A study by the Research Institute of Organic Agriculture shows that cutting concentrate feed can be an alternative way to ensure food security in a climate friendly way.
The research report published in the scientific journal of the Royal Society Interface says that increasing efficiency in livestock production and reducing the share of animal products in human consumption are two strategies to curb the adverse environmental impacts of the livestock sector.
However, it says that sustainable livestock production can be achieved by reducing feed components that compete with direct human food crop production.
It says that if animals are fed only from grassland and by-products from food production sufficient food could be produced to meet the rising demands for human food while at the same time cutting the environmental impact.
The study shows that cuts in greenhouse gas emissions of up to 18 per cent could be achieved, while the use of arable land for feed could be cut by 26 per cent.
Nitrogen surplus could fall by 46 per cent, phosphorous by 40 per cent and non-renewable energy use by 36 per cent.
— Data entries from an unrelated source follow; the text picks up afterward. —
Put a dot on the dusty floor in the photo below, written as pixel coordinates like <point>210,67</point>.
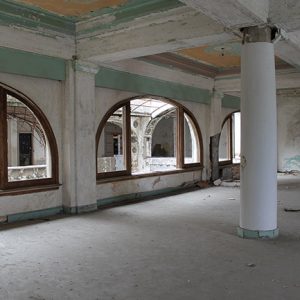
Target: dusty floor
<point>179,247</point>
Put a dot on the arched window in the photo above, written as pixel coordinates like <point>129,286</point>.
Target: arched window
<point>28,151</point>
<point>145,135</point>
<point>230,139</point>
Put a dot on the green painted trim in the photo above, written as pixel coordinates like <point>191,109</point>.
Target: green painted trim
<point>257,234</point>
<point>138,196</point>
<point>29,16</point>
<point>120,80</point>
<point>37,214</point>
<point>30,64</point>
<point>229,101</point>
<point>80,209</point>
<point>127,12</point>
It would also mean that the use of pesticides could be cut by 22 per cent, the use of water would be down by 21 per cent and soil erosion would be cut by 12 per cent.
The report says that these results could occur despite the fact that environmental efficiency of livestock production is reduced.
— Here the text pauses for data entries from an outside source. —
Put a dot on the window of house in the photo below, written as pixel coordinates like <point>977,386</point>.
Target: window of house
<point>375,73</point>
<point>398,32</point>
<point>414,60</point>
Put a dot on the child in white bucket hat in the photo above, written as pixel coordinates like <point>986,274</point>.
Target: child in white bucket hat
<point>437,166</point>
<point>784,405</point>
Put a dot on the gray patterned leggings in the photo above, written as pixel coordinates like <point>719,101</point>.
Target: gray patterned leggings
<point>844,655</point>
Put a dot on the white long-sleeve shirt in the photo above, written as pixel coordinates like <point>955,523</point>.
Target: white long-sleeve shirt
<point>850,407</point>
“We show that such a strategy focusing on feed components which do not compete with direct human food consumption offers a viable complement to strategies focusing on increased efficiency in production or reduced shares of animal products in consumption,” the research team says.
The study adds that by reducing the production of concentrate feed, more plant-based food can be produced while also protecting the environment and reducing GHG emissions.
Calculations show that the number of animal products in human diets would decrease by 53 per cent if feed production on cropland were to be reduced. This would mostly concern pork, poultry and eggs.
The researchers from FiBL, the FAO, the Alpen-Adria University in Vienna and the University of Aberdeen looked at a number of scenarios for food production and the impact on the environment.
The study says that it is not necessary to intensify food production to meet future demands as the global population grows.
“We show that a food system with ruminant- and grassland-based animal products can provide enough food while reducing environmental impacts. Furthermore, grasslands can contain large carbon stocks and can provide many ecosystem functions, much of which would be lost if grassland were converted to arable land,” the study says.
It adds that despite roughage-fed beef or milk having a higher carbon footprint than products from intensive, concentrate-fed cattle systems, or even pig and poultry, if no food competing feedstuffs are used, a more sustainable food system is achieved.
The research says that reducing the consumption of monogastric livestock products would be much more drastic than for ruminant meat.
“Reducing the amount of human-edible crops that are fed to livestock represents a reversal of the current trend of steep increases in livestock production, and especially of monogastrics, so would require drastic changes in production and consumption. Achieving such drastic changes is a huge challenge for society,” the study concludes.